As he lunges from crisis to crisis as President, his credentials have now plummeted to a level that may be difficult to burnish and not least with barely three months to go for midterm elections.
In two courts and in two cases brought by two different prosecutors, the US President’s former longtime lawyer, Michael Cohen, and his ex-campaign manager, Paul Manafort, were found to be guilty of bank fraud, tax evasion and paying off a porn star and a Playboy model in violation of federal campaign-finance law.
For special counsel Robert Mueller, it is a moment of spectacular triumph. Equally for President Trump, the loss of face has been direly shattering. Both Cohen and Manafort were convicted on eight counts. Manafort is scheduled to go on trial in Washington DC in September over his work in Ukraine.
Cohen has admitted in court under oath that he broke the law on the instructions of the US President. Mr Trump could do little but take to Twitter with advice to his followers not to hire Cohen. By any reckoning, the Trump presidency has entered a phase that is as critical as it is fraught.
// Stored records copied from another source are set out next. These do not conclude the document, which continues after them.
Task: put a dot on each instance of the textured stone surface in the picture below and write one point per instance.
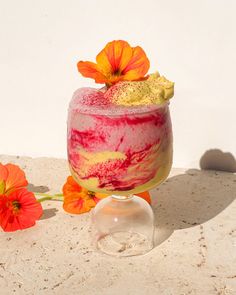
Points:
(195, 249)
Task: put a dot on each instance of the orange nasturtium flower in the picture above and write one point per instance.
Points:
(118, 61)
(19, 208)
(11, 178)
(80, 200)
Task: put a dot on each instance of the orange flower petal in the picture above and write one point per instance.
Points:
(71, 187)
(15, 179)
(138, 65)
(113, 59)
(91, 70)
(118, 61)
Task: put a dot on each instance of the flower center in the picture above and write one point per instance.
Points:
(91, 194)
(16, 206)
(116, 72)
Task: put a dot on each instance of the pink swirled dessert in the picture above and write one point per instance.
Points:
(120, 136)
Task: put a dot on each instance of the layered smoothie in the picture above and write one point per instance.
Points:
(120, 139)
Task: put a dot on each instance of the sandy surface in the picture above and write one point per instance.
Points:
(195, 249)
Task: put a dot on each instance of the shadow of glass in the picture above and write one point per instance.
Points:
(37, 189)
(215, 159)
(48, 213)
(191, 199)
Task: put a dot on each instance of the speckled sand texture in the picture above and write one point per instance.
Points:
(195, 249)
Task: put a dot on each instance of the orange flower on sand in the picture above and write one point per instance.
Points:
(19, 210)
(118, 61)
(11, 178)
(80, 200)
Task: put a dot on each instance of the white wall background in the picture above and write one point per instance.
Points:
(191, 42)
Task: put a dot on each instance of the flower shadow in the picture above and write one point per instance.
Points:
(190, 199)
(48, 213)
(37, 189)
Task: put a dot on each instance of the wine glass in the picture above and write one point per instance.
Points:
(119, 151)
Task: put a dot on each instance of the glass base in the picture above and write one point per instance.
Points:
(124, 244)
(123, 226)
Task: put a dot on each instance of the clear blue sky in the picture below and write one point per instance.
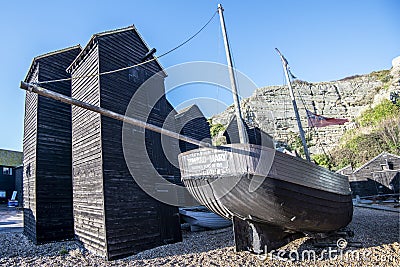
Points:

Small wonder that he has been debunked by his detractors as a “mostly performative autocrat”. He has spoken in terms of locking up opponents but the net appears to be closing in on him.
Of course, he could theoretically exercise the presidential right to pardon those guilty. That constitutional option must be tempered with the possibility that any such move might in itself constitute grounds for impeachment. The case proceedings reflect poorly on the person helming the government of the world’s oldest democracy.
The midterm Congressional election in November could be a referendum of sorts on Trump’s presidency, however unofficial. For America as a nation, there is little to be enthused less than two years after Election 2016.
The Democrats stand a decent chance of retaking the House of Representatives, and perhaps even the Senate. Any miscalculation at this juncture by Trump could buttress the Democrat base. If the Democrats regain control of both Houses of Congress, they could re-hire Mueller as a “Congressional” special prosecutor should he be dismissed by the President.
It bears recall the Watergate investigation took two years to reach its logical conclusion. Chiefly, it brought down President Richard Nixon, reaffirming that the person helming the Oval Office is not above the law. Mueller needs to be shielded to prove that the system can work as well in 2018 as it did in 1972. After 46 years, the intrinsic values of democracy are on test in the US.